今日(27日)は教育総研の「心のノート」研究会でした。10時からだったけれど、昨日の福岡県人権研究所の臨時運営委員会での辛い時間が気力を奪い取ってしまったので朝は出遅れてしまいました。 それはさておき、研究会では「心のノート」は正しい使い方をすべきではないか、という方向になりました。
ということで。うむ。特設道徳教育は1958年に「学校教育法施行規則の一部を改正する省令」によって設置された。以後、学習指導要領に何をするべきかがきちんと盛り込まれている。しかし、文部省の教育政策に反対する人々(日教組や進歩的教育学者と自称する人たちなんか)はこれを黙殺してきた。すなわち学習指導要領を無視して、訳のわからない道徳教育を勝手にやってお茶を濁してきたし、人権教育などで代替することもしてきた。問題は国=文部省(文科省)はそれなりに道徳教育の目標も体系も組み立ててきた。ところが批判勢力には対抗すべき道徳教育観を持とうとしなかった。いや、何らかの道徳教育観を持つことを罪とか、恥とか思ってきたのだろう。殊に国=文部省(文科省)が問題としてきたのは愛国心である。愛国心というのは国=文部省(文科省)の国家観が底流にある。これに対して批判勢力の人々は自らの国家観さえ持とうとしなかった。この怠慢は大きなツケとして今手元にある。

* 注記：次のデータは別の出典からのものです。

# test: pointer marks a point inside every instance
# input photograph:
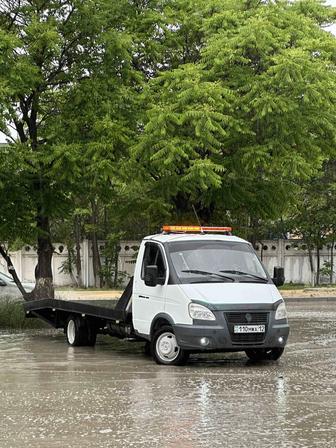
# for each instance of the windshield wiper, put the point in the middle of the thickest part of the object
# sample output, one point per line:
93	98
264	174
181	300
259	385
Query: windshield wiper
196	271
265	280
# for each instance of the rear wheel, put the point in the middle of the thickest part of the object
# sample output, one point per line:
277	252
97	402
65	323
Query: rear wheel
79	332
165	349
264	354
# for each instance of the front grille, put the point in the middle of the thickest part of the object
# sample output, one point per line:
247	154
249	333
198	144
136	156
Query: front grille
247	318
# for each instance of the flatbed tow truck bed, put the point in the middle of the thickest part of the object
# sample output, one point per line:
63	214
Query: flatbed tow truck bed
113	317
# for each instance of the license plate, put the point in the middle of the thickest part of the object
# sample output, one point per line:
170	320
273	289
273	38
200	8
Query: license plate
249	329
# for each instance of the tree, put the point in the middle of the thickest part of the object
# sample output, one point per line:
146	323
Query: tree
314	217
50	51
233	132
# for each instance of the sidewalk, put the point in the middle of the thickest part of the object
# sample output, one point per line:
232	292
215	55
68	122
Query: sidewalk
309	294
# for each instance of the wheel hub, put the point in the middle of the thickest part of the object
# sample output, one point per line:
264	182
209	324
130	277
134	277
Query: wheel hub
167	347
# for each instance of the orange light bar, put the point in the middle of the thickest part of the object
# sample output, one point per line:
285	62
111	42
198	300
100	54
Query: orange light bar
194	229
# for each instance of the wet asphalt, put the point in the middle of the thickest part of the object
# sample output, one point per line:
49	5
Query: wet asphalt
52	395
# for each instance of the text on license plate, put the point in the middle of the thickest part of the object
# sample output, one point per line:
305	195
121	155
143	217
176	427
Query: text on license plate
249	329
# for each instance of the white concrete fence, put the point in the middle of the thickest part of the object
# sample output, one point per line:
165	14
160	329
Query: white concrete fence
290	254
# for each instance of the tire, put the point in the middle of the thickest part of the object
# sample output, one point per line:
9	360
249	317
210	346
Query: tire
75	331
147	348
264	354
165	349
79	332
91	335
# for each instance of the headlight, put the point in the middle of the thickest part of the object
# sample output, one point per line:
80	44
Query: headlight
200	312
281	312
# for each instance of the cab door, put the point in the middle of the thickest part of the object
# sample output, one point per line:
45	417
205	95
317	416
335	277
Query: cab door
148	301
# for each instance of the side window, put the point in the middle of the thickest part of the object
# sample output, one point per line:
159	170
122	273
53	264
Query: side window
153	256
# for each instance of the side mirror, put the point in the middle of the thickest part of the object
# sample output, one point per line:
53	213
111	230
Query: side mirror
278	276
151	275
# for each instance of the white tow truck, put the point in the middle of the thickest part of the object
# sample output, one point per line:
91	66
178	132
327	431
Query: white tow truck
195	289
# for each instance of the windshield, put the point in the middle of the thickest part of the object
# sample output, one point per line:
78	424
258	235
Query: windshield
216	261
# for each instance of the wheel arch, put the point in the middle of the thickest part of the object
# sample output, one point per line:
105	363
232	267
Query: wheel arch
159	320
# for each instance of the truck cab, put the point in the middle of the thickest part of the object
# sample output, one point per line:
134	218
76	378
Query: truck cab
198	292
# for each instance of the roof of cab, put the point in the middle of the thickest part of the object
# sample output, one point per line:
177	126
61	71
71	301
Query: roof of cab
169	237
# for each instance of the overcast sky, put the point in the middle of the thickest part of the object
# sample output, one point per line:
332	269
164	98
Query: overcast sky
332	29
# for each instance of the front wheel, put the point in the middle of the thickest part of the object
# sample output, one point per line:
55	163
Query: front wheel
264	354
165	349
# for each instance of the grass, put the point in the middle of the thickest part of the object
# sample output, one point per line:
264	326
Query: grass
12	316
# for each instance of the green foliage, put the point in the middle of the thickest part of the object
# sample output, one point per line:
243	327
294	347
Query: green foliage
252	117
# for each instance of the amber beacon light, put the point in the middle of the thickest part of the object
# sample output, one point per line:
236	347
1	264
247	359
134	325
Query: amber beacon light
195	229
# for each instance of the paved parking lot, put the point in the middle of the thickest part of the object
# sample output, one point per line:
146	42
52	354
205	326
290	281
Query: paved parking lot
52	395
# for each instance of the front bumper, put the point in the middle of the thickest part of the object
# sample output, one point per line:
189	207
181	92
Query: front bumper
218	336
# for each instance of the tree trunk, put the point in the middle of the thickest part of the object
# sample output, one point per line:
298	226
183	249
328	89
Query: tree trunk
318	265
12	271
116	267
96	263
79	279
311	264
332	261
44	288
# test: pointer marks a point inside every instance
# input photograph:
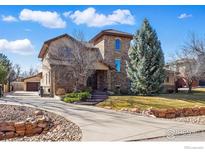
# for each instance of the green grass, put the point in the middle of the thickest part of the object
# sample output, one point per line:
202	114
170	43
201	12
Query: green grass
162	101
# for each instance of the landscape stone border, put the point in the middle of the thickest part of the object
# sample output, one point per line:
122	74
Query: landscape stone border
166	113
30	127
174	113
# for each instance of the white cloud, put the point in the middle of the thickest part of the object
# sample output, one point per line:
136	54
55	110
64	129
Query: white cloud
23	47
184	15
27	30
45	18
91	18
9	18
67	14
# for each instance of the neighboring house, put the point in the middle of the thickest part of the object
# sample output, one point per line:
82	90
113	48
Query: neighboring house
110	50
169	82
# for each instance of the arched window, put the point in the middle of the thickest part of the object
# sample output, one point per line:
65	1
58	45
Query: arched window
117	44
117	64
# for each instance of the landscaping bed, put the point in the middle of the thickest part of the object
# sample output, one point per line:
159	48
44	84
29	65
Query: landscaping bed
161	106
26	119
76	96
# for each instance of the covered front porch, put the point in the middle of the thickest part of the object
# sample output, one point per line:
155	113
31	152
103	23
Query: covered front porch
100	79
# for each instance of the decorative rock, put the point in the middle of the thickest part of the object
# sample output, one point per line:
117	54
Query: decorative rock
170	115
1	136
9	135
171	111
37	130
196	111
202	110
161	114
7	128
41	119
42	125
108	107
188	112
38	112
29	132
19	124
20	133
124	109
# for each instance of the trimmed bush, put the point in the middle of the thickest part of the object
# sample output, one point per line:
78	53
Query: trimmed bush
70	100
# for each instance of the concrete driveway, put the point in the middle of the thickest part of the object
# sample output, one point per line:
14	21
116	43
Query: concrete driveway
104	125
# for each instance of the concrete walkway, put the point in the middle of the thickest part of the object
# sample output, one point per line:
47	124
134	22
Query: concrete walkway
104	125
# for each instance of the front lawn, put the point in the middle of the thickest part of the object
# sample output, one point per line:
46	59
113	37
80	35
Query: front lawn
162	101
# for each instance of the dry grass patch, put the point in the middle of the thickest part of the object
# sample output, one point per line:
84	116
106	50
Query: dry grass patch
163	101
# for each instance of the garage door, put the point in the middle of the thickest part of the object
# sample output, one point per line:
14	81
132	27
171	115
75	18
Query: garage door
32	86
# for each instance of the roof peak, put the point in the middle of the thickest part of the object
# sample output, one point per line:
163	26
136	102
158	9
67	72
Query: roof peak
111	32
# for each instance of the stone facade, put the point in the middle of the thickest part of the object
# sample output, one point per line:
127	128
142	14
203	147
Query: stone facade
106	44
56	82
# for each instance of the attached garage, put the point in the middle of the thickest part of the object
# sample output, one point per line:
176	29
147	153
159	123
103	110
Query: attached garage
32	86
32	83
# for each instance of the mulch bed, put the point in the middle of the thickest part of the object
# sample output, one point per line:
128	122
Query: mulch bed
62	129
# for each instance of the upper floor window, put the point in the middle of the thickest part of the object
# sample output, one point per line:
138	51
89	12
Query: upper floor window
167	79
117	64
117	44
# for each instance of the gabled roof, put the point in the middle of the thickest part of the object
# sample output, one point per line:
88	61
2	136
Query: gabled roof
48	42
111	32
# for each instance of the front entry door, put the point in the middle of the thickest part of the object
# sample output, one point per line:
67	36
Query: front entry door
92	81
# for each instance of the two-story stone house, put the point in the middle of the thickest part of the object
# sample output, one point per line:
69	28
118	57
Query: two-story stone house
110	49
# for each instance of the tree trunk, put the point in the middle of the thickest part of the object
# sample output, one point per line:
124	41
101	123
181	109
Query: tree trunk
190	88
176	87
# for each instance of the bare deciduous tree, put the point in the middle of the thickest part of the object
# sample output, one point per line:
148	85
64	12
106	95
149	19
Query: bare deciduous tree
191	61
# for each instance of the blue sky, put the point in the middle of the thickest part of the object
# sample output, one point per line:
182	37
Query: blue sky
23	29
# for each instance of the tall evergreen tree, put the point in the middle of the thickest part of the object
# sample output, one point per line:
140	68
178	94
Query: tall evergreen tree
146	62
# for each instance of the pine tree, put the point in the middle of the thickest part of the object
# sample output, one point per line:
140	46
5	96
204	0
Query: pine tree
146	62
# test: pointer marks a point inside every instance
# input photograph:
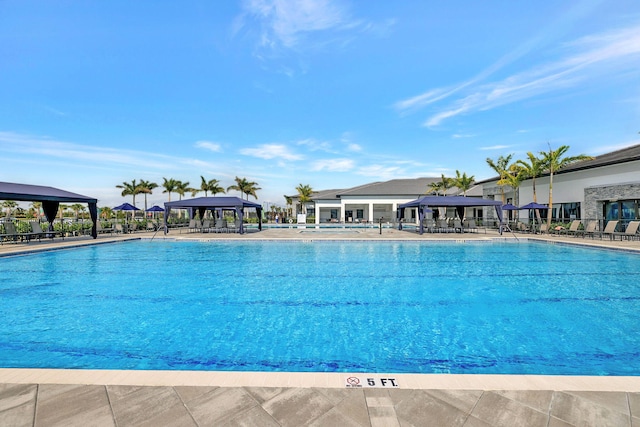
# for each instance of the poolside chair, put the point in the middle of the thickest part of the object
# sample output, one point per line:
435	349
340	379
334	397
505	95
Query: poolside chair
101	230
631	232
610	229
573	228
221	226
36	231
10	232
469	225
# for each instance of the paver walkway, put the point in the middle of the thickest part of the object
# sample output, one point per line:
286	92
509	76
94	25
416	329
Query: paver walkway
113	405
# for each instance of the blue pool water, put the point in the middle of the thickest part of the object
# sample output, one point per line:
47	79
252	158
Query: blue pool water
422	307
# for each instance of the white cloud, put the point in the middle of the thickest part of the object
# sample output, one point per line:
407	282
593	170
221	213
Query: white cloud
208	145
495	147
302	24
333	165
600	56
272	151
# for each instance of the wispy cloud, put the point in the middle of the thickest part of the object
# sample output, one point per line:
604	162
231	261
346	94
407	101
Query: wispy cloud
495	147
586	59
333	165
272	151
208	145
289	24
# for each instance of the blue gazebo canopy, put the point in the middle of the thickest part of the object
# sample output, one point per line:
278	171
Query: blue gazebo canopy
202	204
50	198
426	202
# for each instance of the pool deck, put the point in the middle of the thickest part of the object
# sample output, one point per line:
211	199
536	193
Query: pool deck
51	397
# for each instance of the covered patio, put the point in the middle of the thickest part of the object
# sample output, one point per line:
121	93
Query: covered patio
51	198
214	204
459	202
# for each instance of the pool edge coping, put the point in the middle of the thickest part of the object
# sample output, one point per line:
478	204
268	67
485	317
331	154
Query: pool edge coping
316	380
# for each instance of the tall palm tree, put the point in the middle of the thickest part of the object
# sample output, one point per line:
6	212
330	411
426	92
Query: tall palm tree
554	161
169	186
501	167
146	187
304	195
516	174
130	189
106	212
532	169
443	185
463	182
77	208
181	188
213	186
245	187
289	201
9	206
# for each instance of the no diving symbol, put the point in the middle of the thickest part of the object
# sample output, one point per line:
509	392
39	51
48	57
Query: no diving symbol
353	381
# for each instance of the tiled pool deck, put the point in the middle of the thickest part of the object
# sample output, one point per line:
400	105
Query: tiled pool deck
49	397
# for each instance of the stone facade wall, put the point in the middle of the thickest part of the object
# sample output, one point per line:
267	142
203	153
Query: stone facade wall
595	197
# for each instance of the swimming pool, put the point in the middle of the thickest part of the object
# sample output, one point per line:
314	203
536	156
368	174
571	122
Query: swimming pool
415	307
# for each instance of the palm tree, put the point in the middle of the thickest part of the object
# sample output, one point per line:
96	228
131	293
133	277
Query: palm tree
553	162
289	201
77	207
146	187
245	187
443	185
169	185
181	188
130	189
9	206
304	195
463	182
514	177
106	212
532	169
501	167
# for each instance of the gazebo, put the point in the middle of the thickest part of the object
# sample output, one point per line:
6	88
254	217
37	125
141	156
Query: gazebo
459	202
50	198
202	204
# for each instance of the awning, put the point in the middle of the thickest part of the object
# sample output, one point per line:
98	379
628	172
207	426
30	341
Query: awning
443	201
202	204
50	198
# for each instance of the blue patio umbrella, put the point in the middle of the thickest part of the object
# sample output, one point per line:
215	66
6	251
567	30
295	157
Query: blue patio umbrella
126	207
155	209
533	205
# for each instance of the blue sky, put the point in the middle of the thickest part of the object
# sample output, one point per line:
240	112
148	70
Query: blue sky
328	93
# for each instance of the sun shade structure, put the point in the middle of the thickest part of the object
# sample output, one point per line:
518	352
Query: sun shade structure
202	204
459	202
50	198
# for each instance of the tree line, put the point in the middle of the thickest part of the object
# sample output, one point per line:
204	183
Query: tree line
245	187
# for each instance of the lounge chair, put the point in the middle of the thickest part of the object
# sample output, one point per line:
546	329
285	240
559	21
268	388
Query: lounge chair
591	229
37	232
609	230
10	233
221	226
573	228
631	232
101	230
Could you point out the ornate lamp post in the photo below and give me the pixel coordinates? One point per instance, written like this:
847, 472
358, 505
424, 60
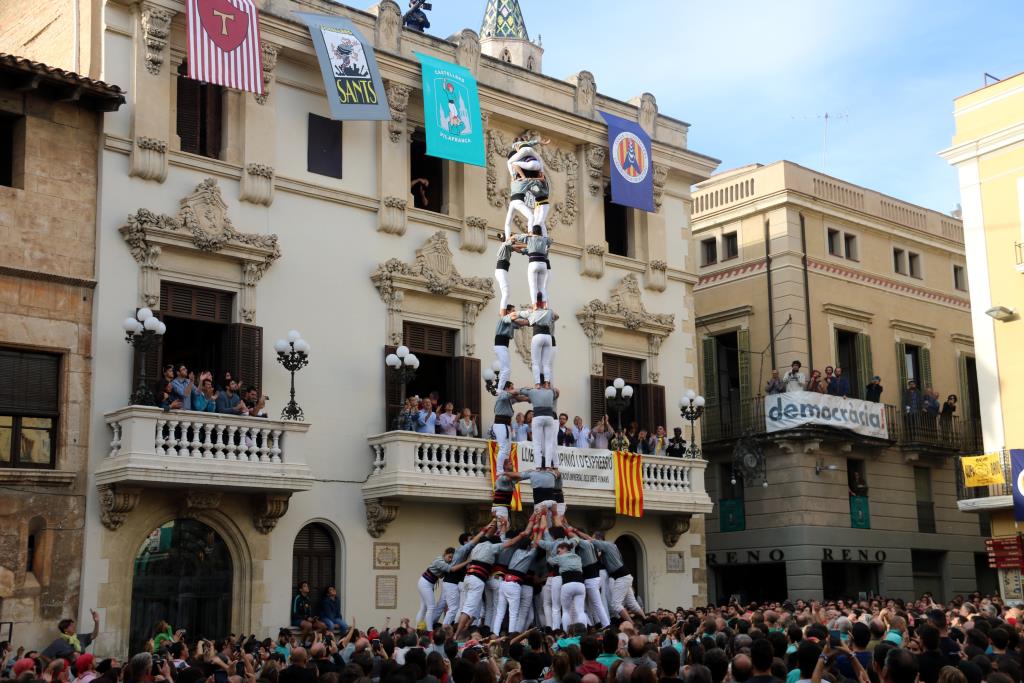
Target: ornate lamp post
617, 396
690, 409
491, 378
143, 332
403, 365
294, 355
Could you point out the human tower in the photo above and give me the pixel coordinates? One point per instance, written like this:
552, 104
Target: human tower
548, 573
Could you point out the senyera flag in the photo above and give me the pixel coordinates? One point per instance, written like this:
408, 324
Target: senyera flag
629, 483
223, 44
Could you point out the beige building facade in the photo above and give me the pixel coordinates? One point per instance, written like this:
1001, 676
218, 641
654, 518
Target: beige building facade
230, 233
50, 127
797, 265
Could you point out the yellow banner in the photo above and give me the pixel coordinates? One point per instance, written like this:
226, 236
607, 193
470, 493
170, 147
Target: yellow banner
983, 470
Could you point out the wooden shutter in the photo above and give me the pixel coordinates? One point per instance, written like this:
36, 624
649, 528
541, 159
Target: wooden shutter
864, 365
466, 382
31, 383
188, 119
710, 370
901, 369
392, 393
324, 138
597, 407
212, 120
244, 354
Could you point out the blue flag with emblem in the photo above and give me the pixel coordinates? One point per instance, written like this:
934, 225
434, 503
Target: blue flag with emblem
1017, 468
629, 158
452, 112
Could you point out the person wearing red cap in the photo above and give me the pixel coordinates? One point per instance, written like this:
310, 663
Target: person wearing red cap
85, 666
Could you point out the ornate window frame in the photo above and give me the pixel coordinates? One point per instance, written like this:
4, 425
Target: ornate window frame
625, 310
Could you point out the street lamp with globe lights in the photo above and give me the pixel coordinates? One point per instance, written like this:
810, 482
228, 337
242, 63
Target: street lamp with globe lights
690, 409
403, 365
617, 396
143, 332
491, 378
294, 355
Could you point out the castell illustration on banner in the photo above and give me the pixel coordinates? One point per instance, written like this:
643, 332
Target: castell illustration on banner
629, 157
223, 44
354, 89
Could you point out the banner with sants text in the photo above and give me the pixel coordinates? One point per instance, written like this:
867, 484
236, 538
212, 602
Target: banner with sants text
797, 409
983, 470
452, 112
354, 88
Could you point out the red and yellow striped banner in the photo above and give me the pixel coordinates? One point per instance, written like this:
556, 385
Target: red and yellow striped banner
514, 457
629, 483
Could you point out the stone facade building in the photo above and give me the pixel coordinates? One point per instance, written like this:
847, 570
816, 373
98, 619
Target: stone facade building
214, 214
798, 265
50, 128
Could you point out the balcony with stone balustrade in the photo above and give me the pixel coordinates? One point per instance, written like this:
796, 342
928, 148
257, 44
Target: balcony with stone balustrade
409, 466
203, 456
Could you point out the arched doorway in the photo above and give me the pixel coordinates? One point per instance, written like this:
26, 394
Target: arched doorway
633, 559
182, 573
314, 557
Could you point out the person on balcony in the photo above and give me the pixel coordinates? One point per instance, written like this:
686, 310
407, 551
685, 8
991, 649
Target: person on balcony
795, 380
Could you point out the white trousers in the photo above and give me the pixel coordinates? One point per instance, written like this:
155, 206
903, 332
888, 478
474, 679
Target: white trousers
450, 594
428, 604
595, 602
502, 276
472, 606
503, 357
518, 206
542, 357
503, 435
537, 278
545, 440
622, 595
573, 598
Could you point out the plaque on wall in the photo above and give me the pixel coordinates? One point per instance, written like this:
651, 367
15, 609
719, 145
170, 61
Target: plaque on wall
675, 561
387, 592
386, 556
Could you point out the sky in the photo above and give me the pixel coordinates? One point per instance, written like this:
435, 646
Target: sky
755, 78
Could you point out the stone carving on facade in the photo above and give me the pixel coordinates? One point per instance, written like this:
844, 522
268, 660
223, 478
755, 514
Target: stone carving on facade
656, 276
432, 271
391, 218
257, 184
397, 100
267, 509
673, 526
467, 51
198, 501
473, 237
115, 504
203, 224
595, 155
562, 169
380, 513
268, 60
148, 159
387, 32
156, 24
625, 310
592, 261
660, 177
586, 95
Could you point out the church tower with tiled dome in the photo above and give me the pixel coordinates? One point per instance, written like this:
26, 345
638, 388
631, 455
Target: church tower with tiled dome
503, 36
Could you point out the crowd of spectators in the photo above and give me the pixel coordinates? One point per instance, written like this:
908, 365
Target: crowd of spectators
972, 640
179, 390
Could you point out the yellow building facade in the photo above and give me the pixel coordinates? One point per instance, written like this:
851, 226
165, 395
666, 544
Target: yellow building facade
988, 154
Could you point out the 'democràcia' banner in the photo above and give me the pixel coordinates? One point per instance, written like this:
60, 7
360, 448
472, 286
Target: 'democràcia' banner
452, 112
354, 89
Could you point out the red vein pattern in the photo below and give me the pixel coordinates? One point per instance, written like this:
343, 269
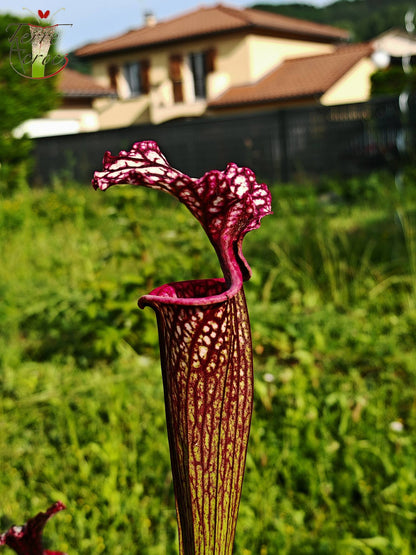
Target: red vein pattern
27, 539
205, 345
208, 382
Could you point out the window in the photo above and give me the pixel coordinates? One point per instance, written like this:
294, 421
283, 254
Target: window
197, 62
137, 76
201, 63
175, 74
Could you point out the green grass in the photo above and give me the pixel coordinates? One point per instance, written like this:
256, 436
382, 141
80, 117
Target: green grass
332, 302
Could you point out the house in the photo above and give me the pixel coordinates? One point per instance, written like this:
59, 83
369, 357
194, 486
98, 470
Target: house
220, 58
76, 112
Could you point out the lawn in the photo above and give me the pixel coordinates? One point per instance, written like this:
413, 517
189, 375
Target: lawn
332, 301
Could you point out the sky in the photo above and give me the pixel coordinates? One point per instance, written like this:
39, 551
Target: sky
95, 20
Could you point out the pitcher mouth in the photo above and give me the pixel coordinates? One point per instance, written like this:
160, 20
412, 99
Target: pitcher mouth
197, 292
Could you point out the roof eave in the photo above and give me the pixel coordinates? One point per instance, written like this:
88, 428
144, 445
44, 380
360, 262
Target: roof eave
246, 29
272, 100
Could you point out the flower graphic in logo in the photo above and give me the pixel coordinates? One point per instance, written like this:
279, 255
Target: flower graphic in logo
30, 46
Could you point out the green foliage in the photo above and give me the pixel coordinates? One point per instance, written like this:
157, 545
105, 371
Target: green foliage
22, 99
392, 81
364, 19
332, 302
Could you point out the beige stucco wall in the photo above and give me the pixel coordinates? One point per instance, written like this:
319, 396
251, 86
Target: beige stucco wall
240, 59
354, 86
265, 53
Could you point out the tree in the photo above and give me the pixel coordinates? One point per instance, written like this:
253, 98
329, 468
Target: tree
22, 99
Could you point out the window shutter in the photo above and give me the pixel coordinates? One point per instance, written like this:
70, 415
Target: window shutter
175, 73
113, 72
145, 76
210, 60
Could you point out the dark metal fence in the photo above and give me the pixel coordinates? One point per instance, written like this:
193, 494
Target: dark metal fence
279, 145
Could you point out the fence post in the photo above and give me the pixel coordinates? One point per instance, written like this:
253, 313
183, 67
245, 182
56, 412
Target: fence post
283, 144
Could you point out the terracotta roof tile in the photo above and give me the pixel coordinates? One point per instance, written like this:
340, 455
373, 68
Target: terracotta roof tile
212, 20
296, 78
74, 83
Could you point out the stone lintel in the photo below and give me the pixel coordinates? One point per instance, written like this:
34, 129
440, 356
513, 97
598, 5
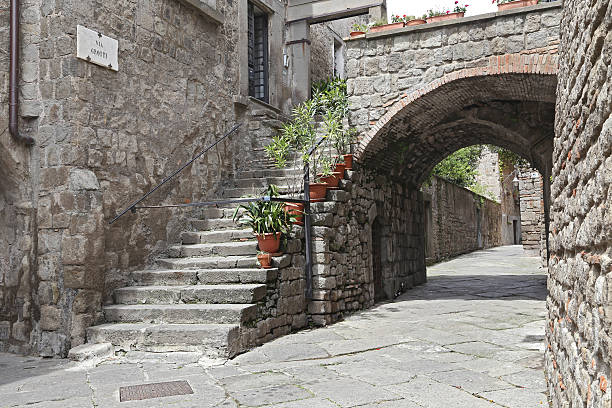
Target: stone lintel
206, 10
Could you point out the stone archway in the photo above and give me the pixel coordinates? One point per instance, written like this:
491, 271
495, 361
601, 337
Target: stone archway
508, 103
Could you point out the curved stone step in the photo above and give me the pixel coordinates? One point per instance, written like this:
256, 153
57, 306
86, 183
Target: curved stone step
210, 294
165, 277
217, 340
219, 262
217, 249
214, 237
181, 313
178, 277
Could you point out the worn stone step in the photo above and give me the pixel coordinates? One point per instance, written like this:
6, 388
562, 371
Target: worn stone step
214, 237
226, 276
217, 340
210, 294
204, 276
213, 224
223, 262
181, 313
217, 249
165, 277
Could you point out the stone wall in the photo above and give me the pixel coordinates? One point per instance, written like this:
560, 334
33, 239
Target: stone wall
368, 245
579, 327
532, 212
104, 138
458, 221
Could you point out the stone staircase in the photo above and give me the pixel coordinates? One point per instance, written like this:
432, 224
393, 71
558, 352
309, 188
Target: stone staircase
204, 292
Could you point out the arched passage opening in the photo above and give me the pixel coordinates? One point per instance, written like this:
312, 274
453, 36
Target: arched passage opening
514, 109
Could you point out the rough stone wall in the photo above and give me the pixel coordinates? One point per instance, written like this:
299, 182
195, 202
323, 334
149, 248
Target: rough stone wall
579, 332
344, 262
284, 309
488, 172
381, 69
18, 241
532, 212
460, 221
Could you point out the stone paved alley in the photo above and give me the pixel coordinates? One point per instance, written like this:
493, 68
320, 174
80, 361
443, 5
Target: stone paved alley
471, 337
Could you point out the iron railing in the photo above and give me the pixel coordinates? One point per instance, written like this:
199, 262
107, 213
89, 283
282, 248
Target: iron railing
305, 201
133, 208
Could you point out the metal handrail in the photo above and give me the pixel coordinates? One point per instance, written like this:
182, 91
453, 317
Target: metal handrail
132, 207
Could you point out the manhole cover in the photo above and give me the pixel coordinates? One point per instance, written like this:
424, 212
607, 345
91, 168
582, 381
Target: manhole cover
157, 390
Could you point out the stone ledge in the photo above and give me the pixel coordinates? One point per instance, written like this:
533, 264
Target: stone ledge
206, 10
459, 21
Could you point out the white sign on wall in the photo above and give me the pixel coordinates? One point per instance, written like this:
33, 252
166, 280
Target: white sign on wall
97, 48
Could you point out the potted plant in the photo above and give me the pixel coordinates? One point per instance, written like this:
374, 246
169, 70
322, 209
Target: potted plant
434, 16
265, 259
268, 220
412, 21
382, 25
359, 29
503, 5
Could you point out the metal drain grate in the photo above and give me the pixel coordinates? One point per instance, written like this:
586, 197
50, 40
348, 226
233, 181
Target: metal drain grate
157, 390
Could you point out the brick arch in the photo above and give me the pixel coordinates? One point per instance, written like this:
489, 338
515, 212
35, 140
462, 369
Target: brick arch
507, 102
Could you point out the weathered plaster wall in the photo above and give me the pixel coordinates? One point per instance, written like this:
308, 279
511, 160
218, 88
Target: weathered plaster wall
580, 297
458, 221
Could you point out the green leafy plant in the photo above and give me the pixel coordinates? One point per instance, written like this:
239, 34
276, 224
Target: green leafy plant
324, 115
460, 167
360, 27
265, 217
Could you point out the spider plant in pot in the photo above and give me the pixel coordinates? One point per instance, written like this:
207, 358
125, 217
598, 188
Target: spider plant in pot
265, 259
268, 220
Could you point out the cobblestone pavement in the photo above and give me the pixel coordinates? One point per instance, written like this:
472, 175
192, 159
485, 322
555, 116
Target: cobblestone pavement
471, 337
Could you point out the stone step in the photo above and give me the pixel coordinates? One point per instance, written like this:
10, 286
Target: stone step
165, 277
217, 340
204, 276
181, 313
213, 224
209, 294
218, 249
215, 237
224, 262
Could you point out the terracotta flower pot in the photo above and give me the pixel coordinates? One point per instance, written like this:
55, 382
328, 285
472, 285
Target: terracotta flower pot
269, 242
265, 260
417, 21
444, 17
348, 161
386, 27
340, 167
296, 209
516, 4
332, 180
318, 192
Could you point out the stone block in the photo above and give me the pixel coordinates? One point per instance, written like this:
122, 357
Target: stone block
50, 318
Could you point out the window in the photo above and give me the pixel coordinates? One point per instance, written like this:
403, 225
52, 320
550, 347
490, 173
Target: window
258, 54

国家=悪として捉えれば、国家が出てきたとき反対すればすべて事は済む。じゃあ自分はアナキストなのか。そう自問した人はどれだけいるのだろう。アナキストであると思想的に政治的に責任を持つのならば教師という公務員になったり、野口みずきの疾走に声援を送ったり、ワールドカップに驚喜したりしてはいけないし、日本語以外の言語に熟達していないというのも問題だ(つくまり、民族言語と言ってもいい日本語に守られた文化世界=政治的には国家から出ようとしない体質を示しているダロ)。
そういう逃避的反国家主義者ではもういられない。だって子どもたちに説明ができないだろう。日本という国家が戦争を起こし、アジア諸国を侵略したのだと教え、だから日本国を否定するという一方で、韓国の文化はすばらしい、とか、チマ・チョゴリはきれいだとか言ったところで、何を子どもたちに伝えているのだろうか。日本の民族主義は毛嫌いしているのに他の国の民族自決とか独立運動とかには肩入れするのはどうしてだろうか。
僕は別にニッポン大好きナショナリストになれと言っているのではない。この国ときちんと向き合うことが必要なのではないかと言っているのだ。「心のノート」は無条件に国家に追従する愛国心を求めている。それならば私たちはどういう方針で日本という国家について子どもたちに教えようと言うのか。方針なしに反国家主義のみを教え、他国の民族主義や国家主義は賞賛するという姿勢ではいくばくかの思想を持った右翼から売国奴と呼ばれてもしかたない。そして売国奴であると認めることは教育公務員である自己否定をすることでもある。獅子身中の虫として闘うなどときれい事は言えない。たった一人で展望のない闘いを獅子身中の虫としてするというのは所詮ポーズに過ぎない。革命の展望くらい示さないと信用されないであろう。
長くなったので続きはまたあとで。